Unsupervised stain augmentation enhanced glomerular instance segmentation on pathology images

Int J Comput Assist Radiol Surg. 2024 Jun 7. doi: 10.1007/s11548-024-03154-7. Online ahead of print.

Abstract

Purpose: In pathology images, different stains highlight different glomerular structures, so a supervised deep learning-based glomerular instance segmentation model trained on individual stains performs poorly on other stains. However, it is difficult to obtain a training set with multiple stains because the labeling of pathology images is very time-consuming and tedious. Therefore, in this paper, we proposed an unsupervised stain augmentation-based method for segmentation of glomerular instances.

Methods: In this study, we successfully realized the conversion between different staining methods such as PAS, MT and PASM by contrastive unpaired translation (CUT), thus improving the staining diversity of the training set. Moreover, we replaced the backbone of mask R-CNN with swin transformer to further improve the efficiency of feature extraction and thus achieve better performance in instance segmentation task.

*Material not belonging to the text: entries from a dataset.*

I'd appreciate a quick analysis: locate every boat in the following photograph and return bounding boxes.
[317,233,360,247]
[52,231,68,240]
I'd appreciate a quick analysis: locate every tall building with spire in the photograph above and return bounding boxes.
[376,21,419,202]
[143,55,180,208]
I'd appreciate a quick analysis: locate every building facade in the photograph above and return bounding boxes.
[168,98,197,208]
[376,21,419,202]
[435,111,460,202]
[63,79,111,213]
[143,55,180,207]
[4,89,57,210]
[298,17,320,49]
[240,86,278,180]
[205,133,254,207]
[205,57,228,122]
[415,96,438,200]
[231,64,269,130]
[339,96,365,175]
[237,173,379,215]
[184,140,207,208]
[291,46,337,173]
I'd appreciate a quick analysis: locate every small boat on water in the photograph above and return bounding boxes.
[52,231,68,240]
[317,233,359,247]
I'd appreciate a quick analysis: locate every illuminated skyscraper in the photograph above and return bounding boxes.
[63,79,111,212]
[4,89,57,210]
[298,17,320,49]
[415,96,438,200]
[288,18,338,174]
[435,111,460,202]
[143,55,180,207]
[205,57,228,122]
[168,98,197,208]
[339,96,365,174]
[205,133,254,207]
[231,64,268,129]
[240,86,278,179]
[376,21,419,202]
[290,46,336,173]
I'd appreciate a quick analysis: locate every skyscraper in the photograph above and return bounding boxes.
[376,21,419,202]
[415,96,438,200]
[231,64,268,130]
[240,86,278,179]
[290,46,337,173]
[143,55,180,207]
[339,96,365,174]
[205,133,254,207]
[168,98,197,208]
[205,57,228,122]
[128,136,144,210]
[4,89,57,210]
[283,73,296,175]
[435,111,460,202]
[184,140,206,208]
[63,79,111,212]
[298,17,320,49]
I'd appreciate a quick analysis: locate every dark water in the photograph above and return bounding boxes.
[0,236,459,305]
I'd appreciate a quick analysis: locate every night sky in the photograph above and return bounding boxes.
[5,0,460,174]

Results: To validate the method presented in this paper, we constructed a dataset from 216 WSIs of the three stains in this study. After conducting in-depth experiments, we verified that the instance segmentation method based on stain augmentation outperforms existing methods across all metrics for PAS, PASM, and MT stains. Furthermore, ablation experiments are performed in this paper to further demonstrate the effectiveness of the proposed module.

Conclusion: This study successfully demonstrated the potential of unsupervised stain augmentation to improve glomerular segmentation in pathology analysis. Future research could extend this approach to other complex segmentation tasks in the pathology image domain to further explore the potential of applying stain augmentation techniques in different domains of pathology image analysis.

Keywords: Glomerular segmentation; Mask R-CNN; Pathology image analysis; Swin transformer; Unsupervised stain augmentation.